The only non-Windows solution that I know of is Ruby bindings in POI. After that, the code would be really similar to to this .NET code: Merge Word Documents As Pages Of A Single Document Using VB.NET. The key code you'll want is to use Selection.InsertFile for as many doucments as you need in the order you choose.

For ODT document merges, see this thread: http://cpanforum.com/threads/9938

3
votes

There is a whole series of really good articles about word and ruby at http://rubyonwindows.blogspot.com/search/label/word. Word files are really complicated, at least before 2007, so you're better off automating word to do it.

0
votes

Understand, almost any answer to this question will depend on the constraints of the doc files you are using...

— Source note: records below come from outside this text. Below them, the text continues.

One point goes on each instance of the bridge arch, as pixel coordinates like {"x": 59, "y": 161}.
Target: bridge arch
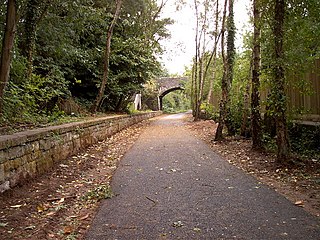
{"x": 164, "y": 93}
{"x": 167, "y": 85}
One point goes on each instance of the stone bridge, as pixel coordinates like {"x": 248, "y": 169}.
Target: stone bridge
{"x": 167, "y": 85}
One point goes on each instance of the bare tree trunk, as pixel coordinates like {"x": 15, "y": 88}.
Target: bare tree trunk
{"x": 196, "y": 62}
{"x": 95, "y": 105}
{"x": 231, "y": 52}
{"x": 278, "y": 87}
{"x": 216, "y": 37}
{"x": 32, "y": 19}
{"x": 255, "y": 94}
{"x": 245, "y": 111}
{"x": 202, "y": 72}
{"x": 224, "y": 84}
{"x": 7, "y": 45}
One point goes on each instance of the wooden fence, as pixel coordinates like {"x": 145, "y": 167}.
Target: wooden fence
{"x": 303, "y": 96}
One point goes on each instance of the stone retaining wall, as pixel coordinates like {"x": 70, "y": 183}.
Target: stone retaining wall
{"x": 24, "y": 155}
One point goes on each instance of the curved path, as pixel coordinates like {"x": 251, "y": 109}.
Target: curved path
{"x": 171, "y": 185}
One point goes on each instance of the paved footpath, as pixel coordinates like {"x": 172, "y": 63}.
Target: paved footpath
{"x": 171, "y": 185}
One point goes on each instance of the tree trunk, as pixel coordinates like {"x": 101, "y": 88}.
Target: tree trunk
{"x": 32, "y": 19}
{"x": 216, "y": 37}
{"x": 278, "y": 86}
{"x": 96, "y": 103}
{"x": 7, "y": 45}
{"x": 245, "y": 111}
{"x": 196, "y": 62}
{"x": 202, "y": 72}
{"x": 224, "y": 84}
{"x": 230, "y": 64}
{"x": 255, "y": 95}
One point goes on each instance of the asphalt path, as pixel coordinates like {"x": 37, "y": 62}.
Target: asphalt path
{"x": 171, "y": 185}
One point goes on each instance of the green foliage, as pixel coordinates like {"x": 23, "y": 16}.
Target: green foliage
{"x": 305, "y": 140}
{"x": 68, "y": 40}
{"x": 175, "y": 102}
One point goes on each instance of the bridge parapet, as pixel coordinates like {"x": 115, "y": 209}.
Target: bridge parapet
{"x": 169, "y": 84}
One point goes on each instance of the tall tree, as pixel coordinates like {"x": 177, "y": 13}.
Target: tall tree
{"x": 278, "y": 86}
{"x": 231, "y": 52}
{"x": 214, "y": 63}
{"x": 255, "y": 94}
{"x": 225, "y": 86}
{"x": 35, "y": 11}
{"x": 106, "y": 60}
{"x": 7, "y": 45}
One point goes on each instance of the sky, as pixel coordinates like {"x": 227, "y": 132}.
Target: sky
{"x": 180, "y": 48}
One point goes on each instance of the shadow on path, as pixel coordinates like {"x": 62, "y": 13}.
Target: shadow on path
{"x": 171, "y": 185}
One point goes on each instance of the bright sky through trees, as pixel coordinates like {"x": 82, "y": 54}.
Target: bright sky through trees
{"x": 179, "y": 49}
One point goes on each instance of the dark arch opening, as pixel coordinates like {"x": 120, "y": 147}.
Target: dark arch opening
{"x": 162, "y": 95}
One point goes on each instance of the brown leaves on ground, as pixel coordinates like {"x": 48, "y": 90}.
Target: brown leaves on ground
{"x": 299, "y": 183}
{"x": 62, "y": 203}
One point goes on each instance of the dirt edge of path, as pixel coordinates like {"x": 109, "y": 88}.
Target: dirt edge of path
{"x": 299, "y": 184}
{"x": 62, "y": 203}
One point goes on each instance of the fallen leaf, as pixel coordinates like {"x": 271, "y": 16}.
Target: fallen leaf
{"x": 16, "y": 206}
{"x": 299, "y": 203}
{"x": 197, "y": 229}
{"x": 3, "y": 224}
{"x": 67, "y": 230}
{"x": 177, "y": 224}
{"x": 30, "y": 227}
{"x": 84, "y": 217}
{"x": 50, "y": 214}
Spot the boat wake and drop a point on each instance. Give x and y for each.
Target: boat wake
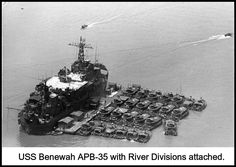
(103, 21)
(214, 37)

That being said, in my mind the first option if you are going to do this would be to convert them to a more easily parsed format - RTF is a great example, and if you can get them into this format the RTF Pocket Guide from O Reilly is a GREAT resource for understanding the structure of the files. To convert the files is pretty simple if you can install abiword on the Linux machine. From a command line, you'd just run:

abiword --to=rtf some_file_name.doc

Of course, in Ruby you'd just wrap these commands.

It's the merging that is more complicated -- it will depend on your files. You'll have to make some programmer decisions about whether you're going to combine the stylesheets in each individual doc, the font tables, etc, etc, etc. The content just sits in the middle of that rtf file, but it's all the semantic and style data that you'll have to make choices about. There is no 'one way' here, simply because it depends on what you want on the other side. Here is wher ethe RTF Pocket Guide is a great help - basically you'll want to use it to understand the structure of your rtf's, and decide what you do and don't want.

Otherwise, if you just want the content with NONE of the semantics, you could always convert them to txt files, then concat them. The command is very similar:

abiword --to=txt some_file_name.doc

This is dead simple, it will just split out the text, and you can concat it and be done with it. But again, you'll lose ALL the formatting of any sort.